Norway's $650B pension fund to require deforestation disclosure among portfolio companies

mongabay.com
November 12, 2012



BORNEO RAINFOREST.
Borneo rainforest. Photo by Rhett Butler.

Norway's $650 billion sovereign wealth fund will ask companies in which it invests to disclose their impacts on tropical forests, as part of its effort to reduce deforestation, reports Reuters. The move could usher in broader reporting on the forest footprint of operations and boost eco-certification initiatives.

In a policy posted on its web site in September, Norway’s Pension Fund said it now expects portfolio "to manage risk associated with the causes and impacts of climate change resulting from greenhouse gas emissions and tropical deforestation." The fund has investments in some 7,000 companies but the policy is initially directed at "companies with operations or value chains in sectors and regions materially exposed" to deforestation risk.

The move came after campaigners targeted the fund for continuing to invest in companies associated with deforestation — especially timber, palm oil, mineral, and wood pulp production — at a time when the Norwegian government has committed 3 billion krone per year ($522 million) toward protecting forests, making it the world's biggest patron of rainforest conservation.

Logging operation in Borneo.
Logging operation in Borneo. Photo by Rhett Butler.

The fund's new policy was welcomed Rainforest Foundation Norway, one of the groups that pushed for stronger investment criteria.

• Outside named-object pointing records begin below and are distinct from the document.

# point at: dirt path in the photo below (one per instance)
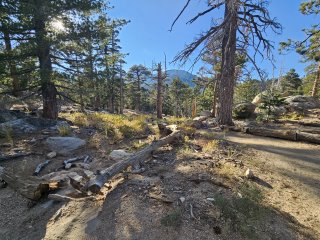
(293, 170)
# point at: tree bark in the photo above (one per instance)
(159, 92)
(316, 83)
(121, 91)
(12, 67)
(31, 188)
(227, 79)
(214, 100)
(49, 92)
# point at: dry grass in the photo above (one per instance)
(64, 130)
(114, 126)
(211, 146)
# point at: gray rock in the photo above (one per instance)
(281, 110)
(258, 99)
(300, 103)
(201, 118)
(51, 154)
(17, 127)
(244, 110)
(64, 145)
(206, 113)
(249, 174)
(6, 116)
(68, 166)
(119, 154)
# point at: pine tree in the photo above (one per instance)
(137, 76)
(242, 17)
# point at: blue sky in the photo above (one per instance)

"This decision is a turnaround from the Norwegian government and an important step forward in the battle to save the world’s rainforests. Companies responsible for deforestation now get a message from one of the world’s largest investors that it is unacceptable to continue destroying rainforests for profit," said Lars Løvold, director of Rainforest Foundation Norway, in a statement.

"This decision strengthens Norway’s reputation as an advocate of rainforest protection. What remains now is to make this policy operational and demonstrate to the world that Norway is able to follow up on its high profile commitment to save the tropical forests."

As a first step, the fund will engage in an “ownership dialogue” on climate and forest issues with companies in its portfolio. The fund lists several questions it will consider in assessing deforestation risk.
  • Does the company disclose information on its tropical forest footprint, how it monitors its impact on tropical forests over time, and its assessment of whether it poses a risk to its business operations?
  • Has the company, or its suppliers, committed to achieve compliance with international standards for sustainable production of agricultural commodities, or sustainable forest management?
  • Does the company report on the implementation of its commitments to reduce tropical deforestation?
The new policy doesn't state the implications for non-compliance, but in recent years the fund has divested from six companies involved in especially egregious deforestation.

Norway's Pension Fund is thought to be the world's largest sovereign wealth fund. Launched in 1990, the fund is a product of Norway's oil revenue.